# 开发和评估分块器

## 读取 IOB 格式与 CoNLL2000 分块语料库

使用转换函数 [chunk.conllstr2tree()](https://www.nltk.org/_modules/nltk/chunk/util.html#conllstr2tree) 可以将 IOB 格式的字符串转换成树表示。此外，它允许我们选择使用语料库提供的三种块类型：NP、VP 和 PP 的任何子集。

In [1]:
import nltk

text = """
he PRP B-NP
accepted VBD B-VP
the DT B-NP
position NN I-NP
of IN B-PP
vice NN B-NP
chairman NN I-NP
of IN B-PP
Carlyle NNP B-NP
Group NNP I-NP
, , O
a DT B-NP
merchant NN I-NP
banking NN I-NP
concern NN I-NP
. . O
"""

nltk.chunk.conllstr2tree(text, chunk_types=['NP']).draw()
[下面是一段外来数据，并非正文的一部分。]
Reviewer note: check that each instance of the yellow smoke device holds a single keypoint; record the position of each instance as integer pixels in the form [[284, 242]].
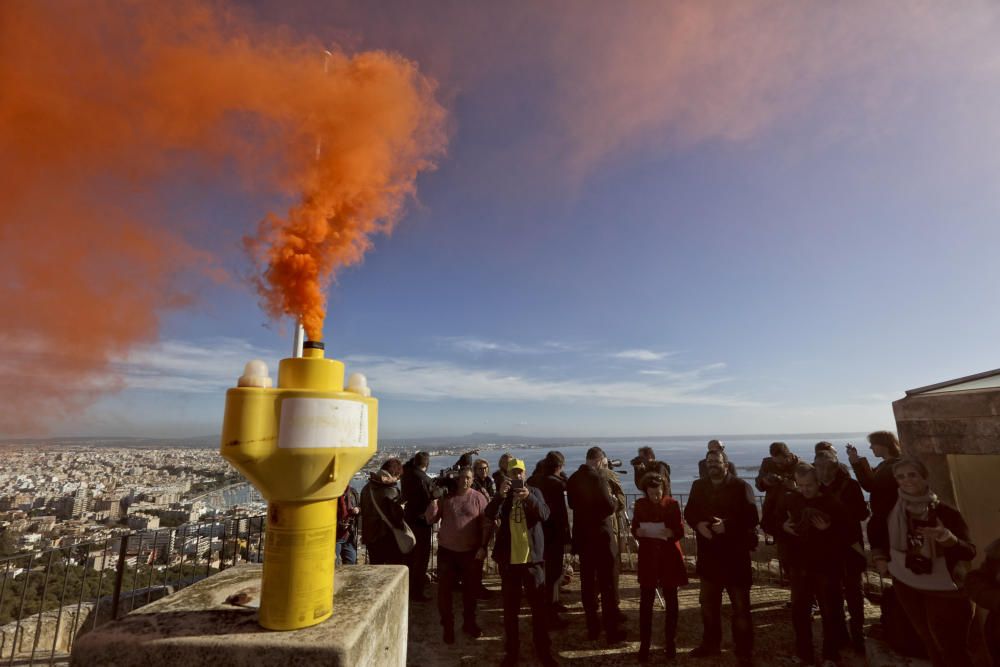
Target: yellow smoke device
[[299, 444]]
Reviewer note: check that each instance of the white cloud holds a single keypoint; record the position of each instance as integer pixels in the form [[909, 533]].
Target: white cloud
[[641, 355], [179, 366], [425, 380], [213, 366], [479, 345]]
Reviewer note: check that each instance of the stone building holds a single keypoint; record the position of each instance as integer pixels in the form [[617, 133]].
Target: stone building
[[954, 428]]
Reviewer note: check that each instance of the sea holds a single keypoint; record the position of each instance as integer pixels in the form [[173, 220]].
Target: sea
[[746, 453]]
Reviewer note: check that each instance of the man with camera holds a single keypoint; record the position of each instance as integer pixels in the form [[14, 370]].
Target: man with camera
[[418, 490], [817, 536], [723, 513], [646, 463], [519, 550], [594, 540], [461, 551]]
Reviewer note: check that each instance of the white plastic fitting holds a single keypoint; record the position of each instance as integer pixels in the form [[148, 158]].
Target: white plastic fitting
[[357, 383], [255, 375]]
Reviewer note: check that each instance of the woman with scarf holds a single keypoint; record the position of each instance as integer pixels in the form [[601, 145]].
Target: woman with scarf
[[925, 546], [657, 525]]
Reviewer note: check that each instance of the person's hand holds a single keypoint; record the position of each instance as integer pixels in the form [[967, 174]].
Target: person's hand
[[819, 523], [937, 533]]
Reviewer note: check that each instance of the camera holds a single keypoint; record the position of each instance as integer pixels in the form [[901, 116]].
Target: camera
[[446, 482], [917, 563]]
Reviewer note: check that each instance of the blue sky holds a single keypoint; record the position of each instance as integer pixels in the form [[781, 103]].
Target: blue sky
[[742, 219]]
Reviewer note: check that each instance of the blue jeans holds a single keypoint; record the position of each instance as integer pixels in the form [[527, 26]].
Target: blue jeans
[[347, 553]]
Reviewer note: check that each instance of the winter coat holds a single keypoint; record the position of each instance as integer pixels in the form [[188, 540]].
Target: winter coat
[[556, 527], [812, 549], [847, 492], [535, 512], [660, 563], [381, 489], [880, 485], [956, 556], [418, 491], [593, 506], [726, 557]]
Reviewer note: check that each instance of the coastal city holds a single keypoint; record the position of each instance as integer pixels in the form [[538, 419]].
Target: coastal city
[[66, 493]]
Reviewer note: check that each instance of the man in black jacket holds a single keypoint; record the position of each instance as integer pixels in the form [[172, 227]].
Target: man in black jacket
[[418, 490], [836, 483], [550, 480], [519, 550], [818, 535], [646, 463], [723, 513], [594, 540], [714, 446]]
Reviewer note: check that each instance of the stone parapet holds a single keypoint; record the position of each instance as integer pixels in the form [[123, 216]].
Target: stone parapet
[[214, 622]]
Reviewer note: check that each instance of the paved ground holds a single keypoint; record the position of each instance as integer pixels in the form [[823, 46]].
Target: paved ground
[[772, 627]]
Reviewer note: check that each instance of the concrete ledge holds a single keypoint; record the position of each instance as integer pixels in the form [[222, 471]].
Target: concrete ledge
[[197, 626]]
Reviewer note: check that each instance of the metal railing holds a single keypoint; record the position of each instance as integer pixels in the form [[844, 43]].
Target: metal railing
[[47, 599]]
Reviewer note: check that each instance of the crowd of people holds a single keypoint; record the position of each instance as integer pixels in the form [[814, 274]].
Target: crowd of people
[[813, 513]]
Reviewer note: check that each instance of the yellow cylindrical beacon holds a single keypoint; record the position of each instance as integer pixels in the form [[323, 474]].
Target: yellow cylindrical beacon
[[299, 444]]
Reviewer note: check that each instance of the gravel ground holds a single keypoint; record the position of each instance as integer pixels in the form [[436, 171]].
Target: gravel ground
[[772, 631]]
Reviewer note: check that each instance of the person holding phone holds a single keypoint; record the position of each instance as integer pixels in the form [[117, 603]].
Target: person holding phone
[[519, 550], [723, 512], [878, 482], [594, 506], [657, 526]]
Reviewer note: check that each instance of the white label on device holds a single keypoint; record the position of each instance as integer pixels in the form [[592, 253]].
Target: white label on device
[[322, 422]]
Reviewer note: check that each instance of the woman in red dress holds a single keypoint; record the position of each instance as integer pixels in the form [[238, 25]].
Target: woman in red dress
[[657, 525]]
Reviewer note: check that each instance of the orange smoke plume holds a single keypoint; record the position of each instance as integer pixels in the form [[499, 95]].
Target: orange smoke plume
[[102, 104]]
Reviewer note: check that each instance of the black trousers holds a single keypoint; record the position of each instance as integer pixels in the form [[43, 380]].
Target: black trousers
[[553, 574], [420, 556], [532, 577], [824, 588], [598, 572], [453, 565], [850, 591], [942, 622], [646, 597], [710, 598]]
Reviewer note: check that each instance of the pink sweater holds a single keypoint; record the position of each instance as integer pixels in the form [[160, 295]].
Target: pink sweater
[[462, 520]]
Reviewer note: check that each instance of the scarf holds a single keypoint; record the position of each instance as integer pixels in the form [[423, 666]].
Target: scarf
[[907, 508], [905, 542]]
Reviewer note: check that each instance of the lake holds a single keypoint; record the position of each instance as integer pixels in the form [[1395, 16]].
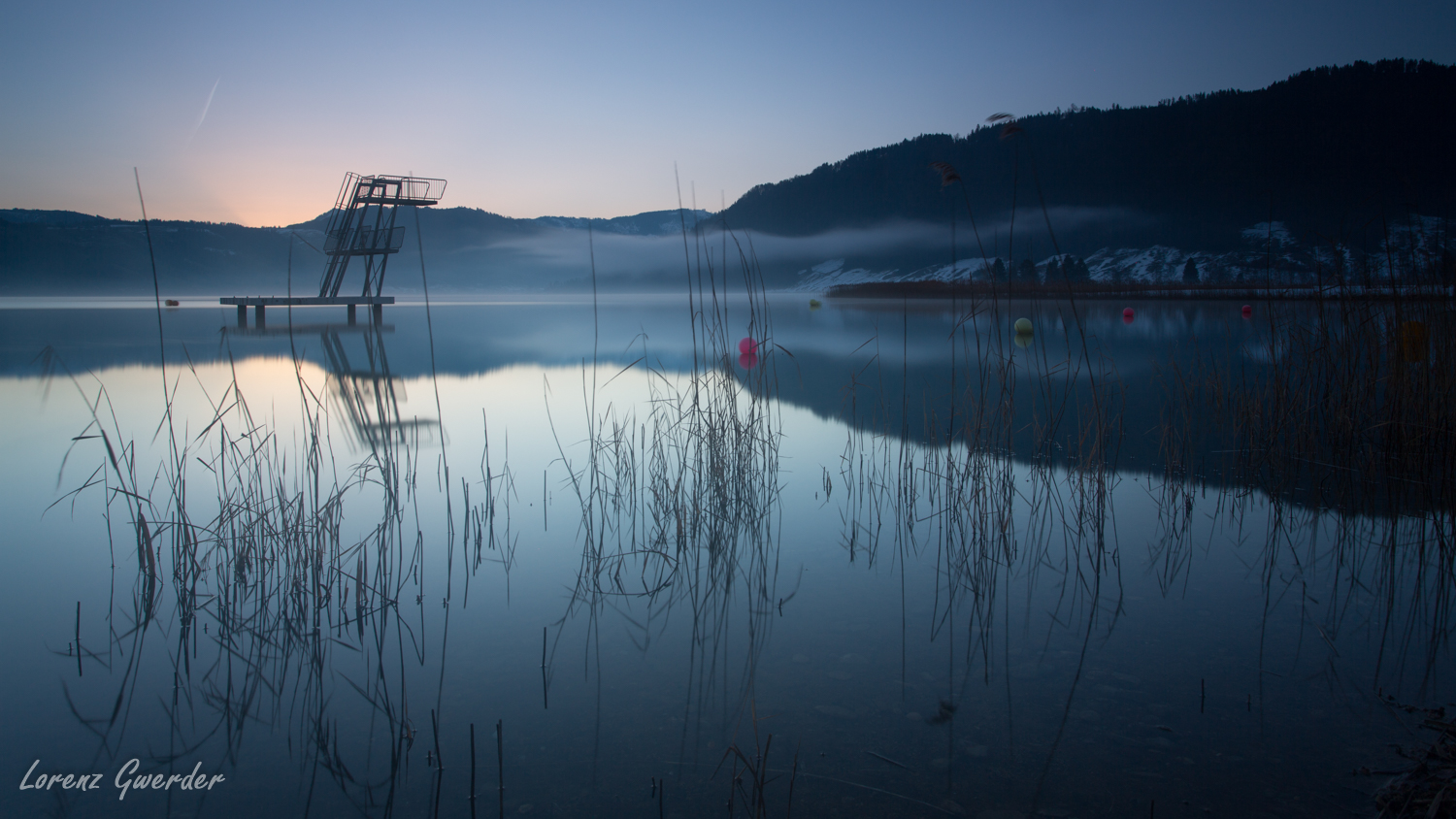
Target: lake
[[897, 560]]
![ch07-tree-2.png](resources/ch07-tree-2.png)

NLTK 的 corpus 模块包含了大量已分块的文本。CoNLL2000 语料库包含 27 万词的《华尔街日报》文本，分为“训练”和“测试”两部分，标注有词性标记和 IOB 格式分块标记：

In [2]:
from nltk.corpus import conll2000
print(conll2000.chunked_sents('train.txt')[99])

(S
  (PP Over/IN)
  (NP a/DT cup/NN)
  (PP of/IN)
  (NP coffee/NN)
  ,/,
  (NP Mr./NNP Stone/NNP)
  (VP told/VBD)
  (NP his/PRP$ story/NN)
  ./.)


正如你看到的，CoNLL2000 语料库包含了三种块类型：NP 块如 a cup；VP 块如 told；PP 块如 of。由于现在我们唯一感兴趣的是 NP 块，我们可以使用 chunk_types 参数选择它：

In [3]:
test_sent = conll2000.chunked_sents('train.txt', chunk_types=['NP'])[99]
print(type(test_sent))
print(test_sent)

<class 'nltk.tree.Tree'>
(S
  Over/IN
  (NP a/DT cup/NN)
  of/IN
  (NP coffee/NN)
  ,/,
  (NP Mr./NNP Stone/NNP)
  told/VBD
  (NP his/PRP$ story/NN)
  ./.)


## 简单评估和基准

首先，我们为不创建任何块的分块器建立一个基准（baseline）：

In [4]:
cp = nltk.RegexpParser('')
test_sents = conll2000.chunked_sents('test.txt', chunk_types=['NP'])
print(cp.parse(test_sent))
print(cp.evaluate(test_sents))

(S
  Over/IN
  (NP a/DT cup/NN)
  of/IN
  (NP coffee/NN)
  ,/,
  (NP Mr./NNP Stone/NNP)
  told/VBD
  (NP his/PRP$ story/NN)
  ./.)
ChunkParse score:
    IOB Accuracy:  43.4%%
    Precision:      0.0%%
    Recall:         0.0%%
    F-Measure:      0.0%%


IOB 标记准确性表明超过三分之一的词被标注为 O，即没有出现在 NP 块中。然而，由于我们的标注器没有找到任何块，其精度、召回率和 F 度量均为零。现在让我们尝试一个初级的正则表达式分类器，查找以名词短语标记的特征字母（如 CD、DT 和 JJ）开头的标记：

In [5]:
grammar = r'NP: {<[CDJNP].*>+}'
cp = nltk.RegexpParser(grammar)
print(cp.parse(test_sent))
print(cp.evaluate(test_sents))

(S
  Over/IN
  (NP (NP a/DT cup/NN))
  of/IN
  (NP (NP coffee/NN))
  ,/,
  (NP (NP Mr./NNP Stone/NNP))
  told/VBD
  (NP (NP his/PRP$ story/NN))
  ./.)
ChunkParse score:
    IOB Accuracy:  87.7%%
    Precision:     70.6%%
    Recall:        67.8%%
    F-Measure:     69.2%%


这种方法达到了不错的结果，但是我们可以采用更多数据驱动的方法改善它。这里我们定义了 UnigramChunker 类，使用 unigram 标注器给句子加块标记。这个类实现了 [nltk.ChunkParserI](https://www.nltk.org/_modules/nltk/chunk/api.html#ChunkParserI) 接口，定义了两个方法：一个构造函数，当我们建立新的 UnigramChunker 时调用；一个 parse 方法，用来给新句子分块。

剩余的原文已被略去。